The clinical manifestations of Rhodococcus infection are varied, presenting with constitutional symptoms, cough, fever, chest pain, and weight loss. The most common presentation is pulmonary infection in approximately 80% of cases, presenting with cavitary pneumonia, lung abscess, and pyothorax. Reported extra pulmonary infections include bacteremia; bone and joint infections; pericarditis or endocarditis; pericardial effusion; traumatic keratitis; endophthalmitis; abscesses of the brain, prostate, spleen, renal, liver, thyroid, or retroperitoneum; peritonitis; mesenteric and cervical adenitis; ventricular shunt infection; subcutaneous and deep tissue infections; and otomastoiditis [1,4,10,15,17]. Differential diagnoses include TB, non-tuberculous mycobacteria, nocardiosis, actinomycosis, or fungi [5,7,15,18].

Rhodococcus infections in patients with HIV have higher reported mortality (34.24%) than that in immunocompetent patients (10.87%) or non-HIV related immunosuppression (approximately 20–25%), mainly due to immunodeficiency and delayed recognition and treatment of underlying Rhodococcus infection [1–3,15,17].

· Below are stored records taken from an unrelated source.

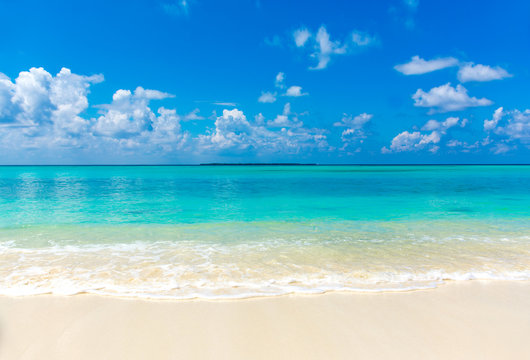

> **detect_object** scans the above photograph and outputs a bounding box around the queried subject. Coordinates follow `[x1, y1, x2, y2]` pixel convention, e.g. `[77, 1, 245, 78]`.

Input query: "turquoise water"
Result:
[0, 166, 530, 298]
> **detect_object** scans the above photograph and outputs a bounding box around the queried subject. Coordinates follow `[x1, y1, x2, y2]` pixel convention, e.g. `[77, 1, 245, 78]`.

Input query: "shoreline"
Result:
[0, 280, 530, 359]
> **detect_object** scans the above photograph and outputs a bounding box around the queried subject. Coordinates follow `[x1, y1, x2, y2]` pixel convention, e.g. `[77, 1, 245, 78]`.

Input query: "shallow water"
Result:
[0, 166, 530, 298]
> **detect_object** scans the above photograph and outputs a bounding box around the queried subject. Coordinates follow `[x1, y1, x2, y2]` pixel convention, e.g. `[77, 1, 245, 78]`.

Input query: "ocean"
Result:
[0, 165, 530, 299]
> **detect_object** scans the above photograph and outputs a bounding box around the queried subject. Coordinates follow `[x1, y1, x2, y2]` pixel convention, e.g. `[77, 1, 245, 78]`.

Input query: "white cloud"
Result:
[274, 72, 285, 89]
[197, 109, 329, 154]
[162, 0, 192, 15]
[184, 109, 204, 120]
[258, 72, 309, 103]
[484, 107, 530, 145]
[381, 117, 467, 153]
[293, 28, 311, 47]
[267, 103, 304, 128]
[421, 117, 467, 132]
[458, 63, 512, 82]
[258, 91, 276, 103]
[333, 113, 373, 148]
[412, 83, 493, 112]
[333, 113, 374, 130]
[93, 87, 172, 138]
[311, 26, 346, 70]
[293, 26, 378, 70]
[394, 55, 458, 75]
[403, 0, 420, 10]
[382, 131, 440, 152]
[285, 86, 309, 97]
[351, 31, 379, 47]
[0, 68, 103, 136]
[484, 106, 504, 131]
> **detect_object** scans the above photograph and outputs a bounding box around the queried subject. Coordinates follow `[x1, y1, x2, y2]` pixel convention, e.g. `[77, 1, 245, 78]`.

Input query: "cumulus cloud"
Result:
[93, 87, 172, 138]
[183, 109, 204, 120]
[0, 68, 103, 134]
[381, 131, 440, 153]
[258, 72, 309, 103]
[351, 30, 379, 47]
[394, 55, 458, 75]
[458, 63, 512, 82]
[293, 26, 378, 70]
[381, 117, 467, 153]
[333, 113, 373, 152]
[198, 105, 329, 153]
[403, 0, 420, 10]
[0, 68, 192, 158]
[412, 83, 493, 112]
[293, 28, 311, 47]
[258, 91, 277, 103]
[484, 106, 504, 131]
[484, 107, 530, 147]
[274, 72, 285, 89]
[285, 86, 309, 97]
[162, 0, 193, 15]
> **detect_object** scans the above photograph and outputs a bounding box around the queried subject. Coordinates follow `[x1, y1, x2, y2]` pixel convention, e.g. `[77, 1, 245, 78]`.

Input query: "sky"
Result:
[0, 0, 530, 164]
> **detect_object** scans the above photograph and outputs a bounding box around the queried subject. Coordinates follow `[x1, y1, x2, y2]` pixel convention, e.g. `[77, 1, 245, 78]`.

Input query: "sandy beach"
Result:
[0, 281, 530, 360]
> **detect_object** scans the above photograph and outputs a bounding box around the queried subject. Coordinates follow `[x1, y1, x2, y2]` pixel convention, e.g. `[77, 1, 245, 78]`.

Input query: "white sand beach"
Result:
[0, 281, 530, 360]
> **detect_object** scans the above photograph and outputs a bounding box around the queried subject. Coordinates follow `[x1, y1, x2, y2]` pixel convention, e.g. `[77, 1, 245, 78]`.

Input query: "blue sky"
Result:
[0, 0, 530, 164]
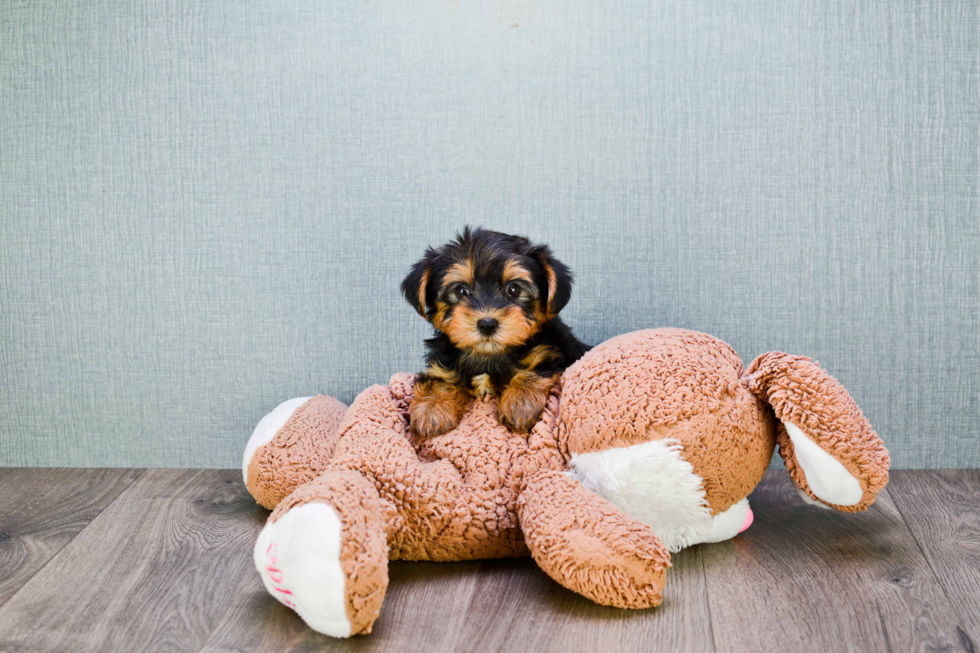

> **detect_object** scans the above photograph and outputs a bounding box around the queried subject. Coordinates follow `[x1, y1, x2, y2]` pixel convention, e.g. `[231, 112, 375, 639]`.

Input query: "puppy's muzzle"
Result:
[476, 317, 500, 336]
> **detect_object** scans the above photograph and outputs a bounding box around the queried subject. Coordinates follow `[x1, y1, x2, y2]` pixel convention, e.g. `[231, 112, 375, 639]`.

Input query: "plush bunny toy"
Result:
[243, 329, 889, 637]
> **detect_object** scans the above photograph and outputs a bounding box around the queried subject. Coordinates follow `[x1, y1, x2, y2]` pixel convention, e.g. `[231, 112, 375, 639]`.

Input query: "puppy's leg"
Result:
[409, 367, 472, 438]
[497, 370, 558, 433]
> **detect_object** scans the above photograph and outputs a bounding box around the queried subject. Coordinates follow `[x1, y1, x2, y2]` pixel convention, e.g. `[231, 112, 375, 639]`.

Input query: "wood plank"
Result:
[456, 547, 714, 652]
[0, 470, 265, 651]
[0, 468, 143, 606]
[704, 471, 963, 651]
[203, 549, 481, 653]
[888, 469, 980, 651]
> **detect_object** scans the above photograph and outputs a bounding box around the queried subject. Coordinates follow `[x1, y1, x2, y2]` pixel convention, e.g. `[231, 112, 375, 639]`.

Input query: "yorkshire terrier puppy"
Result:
[401, 227, 590, 437]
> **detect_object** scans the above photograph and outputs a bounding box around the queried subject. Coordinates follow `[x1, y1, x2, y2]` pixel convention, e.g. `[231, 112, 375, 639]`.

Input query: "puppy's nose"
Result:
[476, 317, 499, 336]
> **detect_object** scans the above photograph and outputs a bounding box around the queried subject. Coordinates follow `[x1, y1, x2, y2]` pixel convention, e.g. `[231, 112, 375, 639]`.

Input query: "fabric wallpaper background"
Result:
[0, 0, 980, 468]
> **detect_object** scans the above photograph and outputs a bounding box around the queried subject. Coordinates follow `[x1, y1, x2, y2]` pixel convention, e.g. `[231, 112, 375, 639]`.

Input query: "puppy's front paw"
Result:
[497, 385, 548, 433]
[408, 384, 469, 438]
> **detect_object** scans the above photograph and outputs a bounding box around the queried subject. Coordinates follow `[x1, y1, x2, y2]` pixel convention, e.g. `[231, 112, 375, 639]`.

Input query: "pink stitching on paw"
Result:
[265, 542, 296, 610]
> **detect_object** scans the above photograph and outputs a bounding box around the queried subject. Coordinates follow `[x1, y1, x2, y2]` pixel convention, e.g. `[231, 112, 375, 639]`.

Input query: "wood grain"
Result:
[456, 547, 713, 651]
[0, 468, 143, 606]
[705, 471, 963, 651]
[0, 469, 980, 653]
[0, 470, 264, 651]
[888, 469, 980, 651]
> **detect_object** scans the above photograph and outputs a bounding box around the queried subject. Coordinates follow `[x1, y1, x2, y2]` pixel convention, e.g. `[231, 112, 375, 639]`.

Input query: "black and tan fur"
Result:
[401, 227, 589, 437]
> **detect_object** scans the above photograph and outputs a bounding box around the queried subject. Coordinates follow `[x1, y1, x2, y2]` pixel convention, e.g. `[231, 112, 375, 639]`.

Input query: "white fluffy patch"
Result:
[253, 502, 351, 637]
[700, 498, 749, 543]
[569, 438, 712, 551]
[783, 422, 864, 506]
[242, 397, 310, 485]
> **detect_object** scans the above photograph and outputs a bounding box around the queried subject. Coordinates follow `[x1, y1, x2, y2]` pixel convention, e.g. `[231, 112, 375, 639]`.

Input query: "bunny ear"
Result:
[530, 245, 574, 318]
[744, 352, 891, 512]
[402, 248, 435, 320]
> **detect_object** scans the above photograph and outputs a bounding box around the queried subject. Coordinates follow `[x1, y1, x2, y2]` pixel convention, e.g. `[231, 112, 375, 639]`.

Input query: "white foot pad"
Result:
[254, 502, 351, 637]
[242, 397, 311, 486]
[701, 498, 753, 544]
[783, 422, 864, 506]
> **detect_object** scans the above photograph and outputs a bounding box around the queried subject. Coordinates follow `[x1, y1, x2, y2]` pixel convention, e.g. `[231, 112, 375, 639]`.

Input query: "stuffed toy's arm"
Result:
[329, 374, 463, 537]
[517, 470, 670, 609]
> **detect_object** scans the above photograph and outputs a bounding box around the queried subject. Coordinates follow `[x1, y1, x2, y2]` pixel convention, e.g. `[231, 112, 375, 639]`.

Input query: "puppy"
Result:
[401, 227, 590, 437]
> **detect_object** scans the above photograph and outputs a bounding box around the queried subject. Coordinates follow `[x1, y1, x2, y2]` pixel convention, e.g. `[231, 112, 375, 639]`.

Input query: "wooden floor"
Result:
[0, 469, 980, 652]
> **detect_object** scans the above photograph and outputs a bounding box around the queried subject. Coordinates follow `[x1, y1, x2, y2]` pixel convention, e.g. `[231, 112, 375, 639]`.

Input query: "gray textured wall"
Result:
[0, 0, 980, 467]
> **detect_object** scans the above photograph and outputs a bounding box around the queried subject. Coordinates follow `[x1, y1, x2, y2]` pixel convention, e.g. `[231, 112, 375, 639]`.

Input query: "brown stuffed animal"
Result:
[244, 329, 889, 637]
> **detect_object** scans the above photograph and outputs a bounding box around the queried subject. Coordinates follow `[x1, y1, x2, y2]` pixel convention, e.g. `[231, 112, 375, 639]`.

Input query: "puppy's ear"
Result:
[530, 245, 574, 319]
[402, 247, 436, 320]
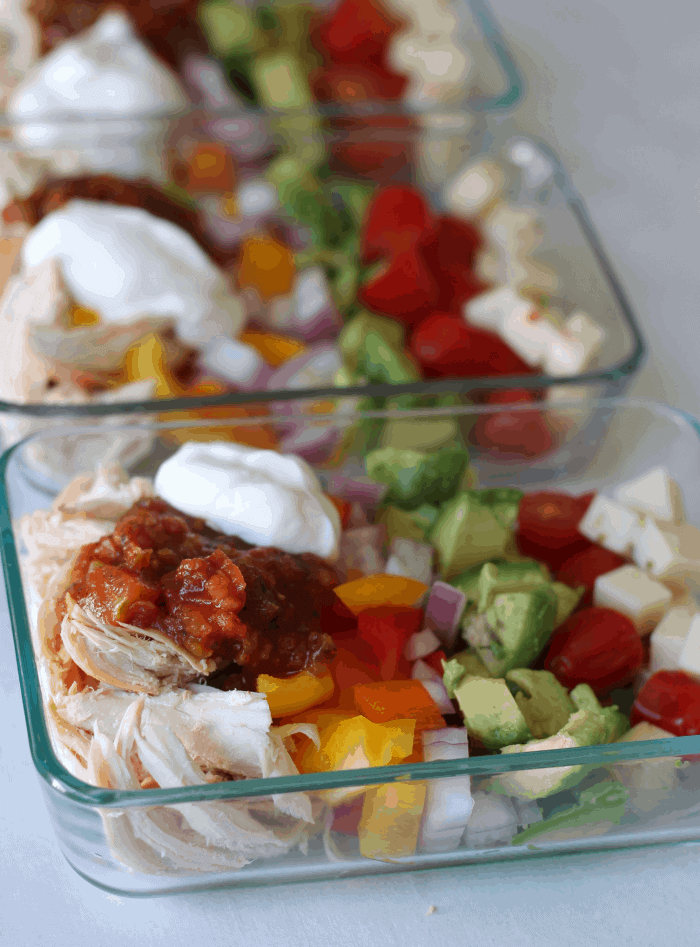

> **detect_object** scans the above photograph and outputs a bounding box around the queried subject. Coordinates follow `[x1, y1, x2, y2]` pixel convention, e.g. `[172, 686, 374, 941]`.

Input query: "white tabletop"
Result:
[0, 0, 700, 947]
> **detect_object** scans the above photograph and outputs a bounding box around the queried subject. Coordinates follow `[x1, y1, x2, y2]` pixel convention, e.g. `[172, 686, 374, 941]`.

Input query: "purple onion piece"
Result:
[425, 582, 467, 648]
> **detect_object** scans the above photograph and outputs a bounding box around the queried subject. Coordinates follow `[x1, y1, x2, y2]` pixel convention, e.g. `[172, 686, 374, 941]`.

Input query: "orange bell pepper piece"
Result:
[238, 236, 296, 302]
[352, 681, 446, 732]
[335, 574, 428, 615]
[255, 671, 335, 718]
[239, 330, 306, 368]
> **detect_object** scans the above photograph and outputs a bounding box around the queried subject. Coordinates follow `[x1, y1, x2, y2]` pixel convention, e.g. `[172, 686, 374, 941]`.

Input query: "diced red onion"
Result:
[425, 582, 467, 648]
[402, 632, 440, 661]
[335, 526, 384, 579]
[465, 792, 518, 848]
[386, 538, 434, 585]
[421, 681, 455, 714]
[420, 727, 474, 853]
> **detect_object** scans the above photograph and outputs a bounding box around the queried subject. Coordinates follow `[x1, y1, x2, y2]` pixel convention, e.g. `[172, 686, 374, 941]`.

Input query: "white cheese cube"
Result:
[463, 287, 533, 334]
[444, 160, 506, 217]
[615, 467, 683, 523]
[384, 539, 433, 585]
[678, 615, 700, 678]
[500, 305, 561, 368]
[612, 720, 679, 812]
[564, 310, 608, 360]
[484, 202, 543, 257]
[403, 628, 440, 661]
[593, 566, 673, 635]
[649, 607, 700, 674]
[578, 494, 641, 555]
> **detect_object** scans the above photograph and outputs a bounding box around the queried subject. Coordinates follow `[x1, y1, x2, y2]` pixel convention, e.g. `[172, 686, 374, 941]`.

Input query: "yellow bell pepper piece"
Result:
[357, 783, 426, 861]
[238, 236, 296, 302]
[255, 671, 335, 717]
[124, 332, 184, 398]
[335, 574, 428, 615]
[295, 712, 416, 806]
[68, 306, 100, 328]
[239, 332, 306, 368]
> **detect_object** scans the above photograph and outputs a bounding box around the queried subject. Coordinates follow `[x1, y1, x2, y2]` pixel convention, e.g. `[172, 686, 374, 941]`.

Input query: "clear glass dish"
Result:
[0, 0, 644, 441]
[0, 399, 700, 895]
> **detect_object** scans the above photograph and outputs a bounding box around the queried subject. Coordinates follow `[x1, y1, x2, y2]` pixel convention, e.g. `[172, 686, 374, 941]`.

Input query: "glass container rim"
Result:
[0, 398, 700, 809]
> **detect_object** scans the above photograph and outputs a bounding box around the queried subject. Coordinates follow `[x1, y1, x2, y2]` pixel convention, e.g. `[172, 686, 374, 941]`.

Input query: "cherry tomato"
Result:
[411, 312, 530, 378]
[473, 388, 554, 457]
[544, 608, 644, 694]
[557, 546, 628, 605]
[630, 671, 700, 737]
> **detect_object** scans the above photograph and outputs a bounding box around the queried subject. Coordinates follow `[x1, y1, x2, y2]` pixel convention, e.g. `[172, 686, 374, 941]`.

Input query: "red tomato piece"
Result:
[630, 671, 700, 737]
[357, 605, 423, 681]
[421, 217, 486, 314]
[544, 608, 644, 694]
[473, 388, 554, 457]
[517, 491, 593, 571]
[557, 545, 629, 605]
[362, 185, 432, 263]
[311, 64, 408, 102]
[411, 312, 530, 378]
[314, 0, 401, 64]
[359, 249, 437, 324]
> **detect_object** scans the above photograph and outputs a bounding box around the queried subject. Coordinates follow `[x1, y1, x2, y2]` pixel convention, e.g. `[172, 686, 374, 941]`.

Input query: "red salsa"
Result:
[59, 499, 338, 689]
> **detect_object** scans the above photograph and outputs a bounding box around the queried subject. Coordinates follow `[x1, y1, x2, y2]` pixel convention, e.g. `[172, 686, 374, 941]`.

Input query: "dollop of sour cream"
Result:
[22, 200, 246, 345]
[155, 442, 340, 560]
[7, 10, 188, 180]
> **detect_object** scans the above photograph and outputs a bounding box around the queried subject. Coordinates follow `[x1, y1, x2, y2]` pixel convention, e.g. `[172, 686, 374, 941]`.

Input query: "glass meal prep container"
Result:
[0, 399, 700, 895]
[0, 3, 644, 456]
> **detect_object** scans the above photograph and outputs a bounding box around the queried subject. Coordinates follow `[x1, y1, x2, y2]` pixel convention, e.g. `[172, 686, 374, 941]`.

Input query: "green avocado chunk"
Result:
[506, 668, 576, 739]
[431, 490, 522, 581]
[551, 582, 586, 628]
[442, 651, 491, 697]
[511, 779, 629, 845]
[478, 559, 550, 612]
[365, 447, 469, 510]
[454, 675, 531, 750]
[379, 503, 438, 543]
[463, 586, 557, 677]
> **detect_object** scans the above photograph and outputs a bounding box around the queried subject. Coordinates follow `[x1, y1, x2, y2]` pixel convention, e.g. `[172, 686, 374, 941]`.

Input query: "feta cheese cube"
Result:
[384, 538, 433, 585]
[615, 467, 683, 523]
[593, 566, 673, 635]
[484, 202, 543, 257]
[678, 615, 700, 678]
[444, 160, 506, 217]
[578, 494, 641, 555]
[649, 606, 700, 674]
[403, 628, 440, 661]
[463, 287, 533, 334]
[564, 310, 608, 361]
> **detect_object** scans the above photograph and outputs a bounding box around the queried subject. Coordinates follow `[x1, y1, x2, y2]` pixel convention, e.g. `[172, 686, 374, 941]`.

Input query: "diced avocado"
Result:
[338, 312, 404, 371]
[511, 780, 629, 845]
[551, 582, 586, 628]
[430, 490, 511, 580]
[197, 0, 255, 56]
[365, 447, 469, 510]
[478, 559, 550, 612]
[379, 503, 438, 543]
[569, 684, 630, 746]
[442, 651, 490, 697]
[463, 586, 557, 676]
[506, 668, 576, 739]
[454, 676, 531, 750]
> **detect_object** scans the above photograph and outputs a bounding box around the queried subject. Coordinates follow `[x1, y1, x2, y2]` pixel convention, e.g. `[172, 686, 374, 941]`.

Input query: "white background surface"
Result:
[0, 0, 700, 947]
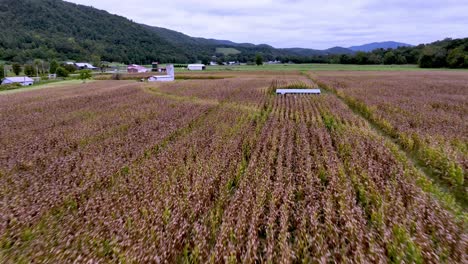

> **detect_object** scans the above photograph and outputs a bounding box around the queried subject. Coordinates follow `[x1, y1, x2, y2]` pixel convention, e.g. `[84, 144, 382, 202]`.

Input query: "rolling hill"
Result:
[0, 0, 350, 63]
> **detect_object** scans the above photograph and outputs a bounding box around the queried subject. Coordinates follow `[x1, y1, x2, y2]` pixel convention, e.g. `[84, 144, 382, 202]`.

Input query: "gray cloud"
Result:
[67, 0, 468, 48]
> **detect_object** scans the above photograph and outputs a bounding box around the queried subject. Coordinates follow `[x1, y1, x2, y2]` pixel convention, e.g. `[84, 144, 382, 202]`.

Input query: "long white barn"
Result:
[2, 76, 34, 86]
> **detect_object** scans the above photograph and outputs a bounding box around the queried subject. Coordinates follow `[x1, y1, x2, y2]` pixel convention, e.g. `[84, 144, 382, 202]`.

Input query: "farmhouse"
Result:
[2, 76, 34, 86]
[187, 64, 206, 71]
[74, 62, 98, 70]
[127, 64, 149, 73]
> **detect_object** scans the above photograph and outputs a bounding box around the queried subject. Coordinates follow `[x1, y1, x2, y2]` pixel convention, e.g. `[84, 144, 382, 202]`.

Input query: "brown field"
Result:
[0, 72, 468, 263]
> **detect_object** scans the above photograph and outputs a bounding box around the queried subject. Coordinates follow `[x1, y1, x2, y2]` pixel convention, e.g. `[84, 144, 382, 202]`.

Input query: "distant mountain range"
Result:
[0, 0, 408, 63]
[348, 41, 413, 52]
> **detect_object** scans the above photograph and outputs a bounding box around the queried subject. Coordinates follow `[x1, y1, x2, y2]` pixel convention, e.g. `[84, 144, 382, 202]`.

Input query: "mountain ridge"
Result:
[0, 0, 414, 63]
[348, 41, 414, 52]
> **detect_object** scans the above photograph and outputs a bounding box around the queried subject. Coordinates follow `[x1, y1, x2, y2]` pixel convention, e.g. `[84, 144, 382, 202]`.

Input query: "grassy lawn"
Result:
[176, 64, 468, 72]
[201, 64, 420, 71]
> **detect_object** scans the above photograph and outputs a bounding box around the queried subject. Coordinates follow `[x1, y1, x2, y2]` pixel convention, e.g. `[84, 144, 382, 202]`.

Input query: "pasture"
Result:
[0, 66, 468, 263]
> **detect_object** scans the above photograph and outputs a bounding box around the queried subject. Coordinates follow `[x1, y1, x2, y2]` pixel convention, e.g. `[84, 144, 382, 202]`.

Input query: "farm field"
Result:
[310, 71, 468, 204]
[0, 71, 468, 263]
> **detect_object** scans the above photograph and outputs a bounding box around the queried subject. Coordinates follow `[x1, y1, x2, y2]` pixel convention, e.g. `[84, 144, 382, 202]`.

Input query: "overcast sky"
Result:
[67, 0, 468, 49]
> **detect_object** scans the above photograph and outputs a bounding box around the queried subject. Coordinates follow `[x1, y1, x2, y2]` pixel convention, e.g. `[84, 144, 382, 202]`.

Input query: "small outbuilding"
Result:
[187, 64, 206, 71]
[127, 64, 150, 73]
[2, 76, 34, 86]
[148, 64, 175, 82]
[75, 62, 98, 71]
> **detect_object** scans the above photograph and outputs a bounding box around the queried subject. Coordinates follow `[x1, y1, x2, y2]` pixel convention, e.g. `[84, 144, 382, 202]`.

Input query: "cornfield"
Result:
[0, 73, 468, 263]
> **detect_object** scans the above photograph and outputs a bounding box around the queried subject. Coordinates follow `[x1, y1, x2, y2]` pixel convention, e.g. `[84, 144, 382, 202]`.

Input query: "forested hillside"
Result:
[0, 0, 344, 63]
[0, 0, 468, 68]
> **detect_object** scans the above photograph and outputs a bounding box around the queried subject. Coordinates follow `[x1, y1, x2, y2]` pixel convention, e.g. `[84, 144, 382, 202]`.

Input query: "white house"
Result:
[187, 64, 206, 71]
[127, 64, 150, 73]
[2, 76, 34, 86]
[148, 64, 175, 82]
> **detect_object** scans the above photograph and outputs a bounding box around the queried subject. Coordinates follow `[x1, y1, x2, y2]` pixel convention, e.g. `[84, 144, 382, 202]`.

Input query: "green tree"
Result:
[49, 60, 59, 74]
[396, 54, 407, 64]
[12, 63, 21, 75]
[24, 64, 36, 76]
[91, 55, 102, 68]
[0, 64, 5, 81]
[56, 67, 70, 78]
[447, 46, 465, 68]
[419, 46, 447, 68]
[34, 59, 44, 74]
[255, 53, 263, 66]
[369, 53, 383, 64]
[79, 70, 92, 83]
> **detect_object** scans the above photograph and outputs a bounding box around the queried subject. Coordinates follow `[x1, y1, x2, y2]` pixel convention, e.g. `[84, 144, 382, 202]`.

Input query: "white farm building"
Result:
[187, 64, 206, 71]
[2, 76, 34, 86]
[148, 64, 175, 82]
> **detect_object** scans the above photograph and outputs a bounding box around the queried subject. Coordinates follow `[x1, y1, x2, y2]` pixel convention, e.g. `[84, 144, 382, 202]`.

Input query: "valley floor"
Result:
[0, 69, 468, 263]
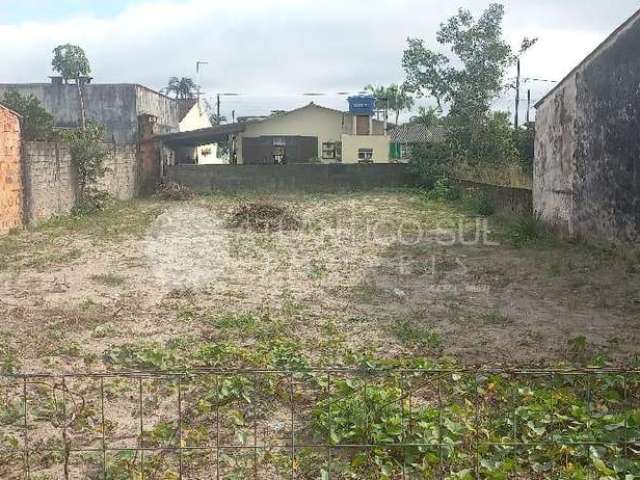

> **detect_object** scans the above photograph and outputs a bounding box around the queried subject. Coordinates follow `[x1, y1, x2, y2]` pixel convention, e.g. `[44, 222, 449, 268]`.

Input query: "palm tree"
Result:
[165, 77, 197, 100]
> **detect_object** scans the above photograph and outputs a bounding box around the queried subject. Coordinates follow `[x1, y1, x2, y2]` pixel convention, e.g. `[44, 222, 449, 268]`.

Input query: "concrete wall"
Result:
[0, 83, 181, 145]
[178, 104, 220, 165]
[456, 180, 533, 215]
[238, 104, 389, 163]
[534, 15, 640, 242]
[166, 163, 415, 193]
[342, 135, 391, 163]
[0, 105, 22, 235]
[23, 142, 137, 223]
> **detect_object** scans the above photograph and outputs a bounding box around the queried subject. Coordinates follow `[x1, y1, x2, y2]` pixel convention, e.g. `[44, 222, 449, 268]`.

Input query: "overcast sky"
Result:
[0, 0, 638, 120]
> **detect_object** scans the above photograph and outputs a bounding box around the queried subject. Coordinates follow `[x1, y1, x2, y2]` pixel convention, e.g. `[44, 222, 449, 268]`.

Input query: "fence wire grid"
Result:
[0, 369, 640, 480]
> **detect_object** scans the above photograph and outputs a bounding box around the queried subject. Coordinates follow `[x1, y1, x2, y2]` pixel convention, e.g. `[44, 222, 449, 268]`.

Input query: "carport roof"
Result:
[156, 123, 246, 147]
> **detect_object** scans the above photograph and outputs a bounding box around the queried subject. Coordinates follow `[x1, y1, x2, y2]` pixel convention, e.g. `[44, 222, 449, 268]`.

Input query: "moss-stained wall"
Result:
[0, 83, 181, 145]
[0, 105, 22, 235]
[534, 14, 640, 243]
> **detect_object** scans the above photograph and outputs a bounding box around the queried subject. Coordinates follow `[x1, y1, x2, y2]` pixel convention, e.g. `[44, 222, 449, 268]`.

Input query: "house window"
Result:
[358, 148, 373, 162]
[322, 142, 342, 161]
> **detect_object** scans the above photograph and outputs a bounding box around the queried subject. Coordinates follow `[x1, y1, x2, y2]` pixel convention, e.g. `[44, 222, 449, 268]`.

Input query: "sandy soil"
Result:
[0, 188, 640, 371]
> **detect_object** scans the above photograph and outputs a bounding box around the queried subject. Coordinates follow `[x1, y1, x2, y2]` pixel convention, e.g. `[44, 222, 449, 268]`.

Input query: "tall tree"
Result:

Treatment includes combination antibiotics with at least 2 agents in immunocompromised hosts. For initial therapy, a macrolide or fluoroquinolone in combination with rifampin or with 2 of the following is recommended: vancomycin, imipenem, linezolid, or an aminoglycoside. It is preferred to use antibiotics with intracellular activity, such as rifampin, fluoroquinolones, and azithromycin, because survival within histiocytes is a significant virulence determinant in Rhodococcus equi pathogenesis [5,15,17]. In our patient, initial treatment consisted of ceftriaxone and linezolid, as culture-directed treatment. Due to the unavailability of rifampicin, the regimen was later modified to moxifloxacin to enhance intracellular drug activity in combination with linezolid. In immunocompetent patients, single-agent treatment with macrolide or fluoroquinolone is usually sufficient [2,15].

Conclusions

There is an acute need for a robust healthcare delivery system in Pakistan, a major contributor to global TB burden and the third-highest antimicrobial consuming country among low- and middle-income countries. Rhodococcus infection should alert physicians for prompt HIV screening. Attempts should be made for complete identification and antimicrobial susceptibility testing in discussion with the microbiologist, whenever possible. Empiric combination therapy should be adjusted to in vitro susceptible combination therapy. Timely diagnosis of HIV is crucial for early ART initiation to optimize patient outcomes. An infectious disease consultation is strongly encouraged.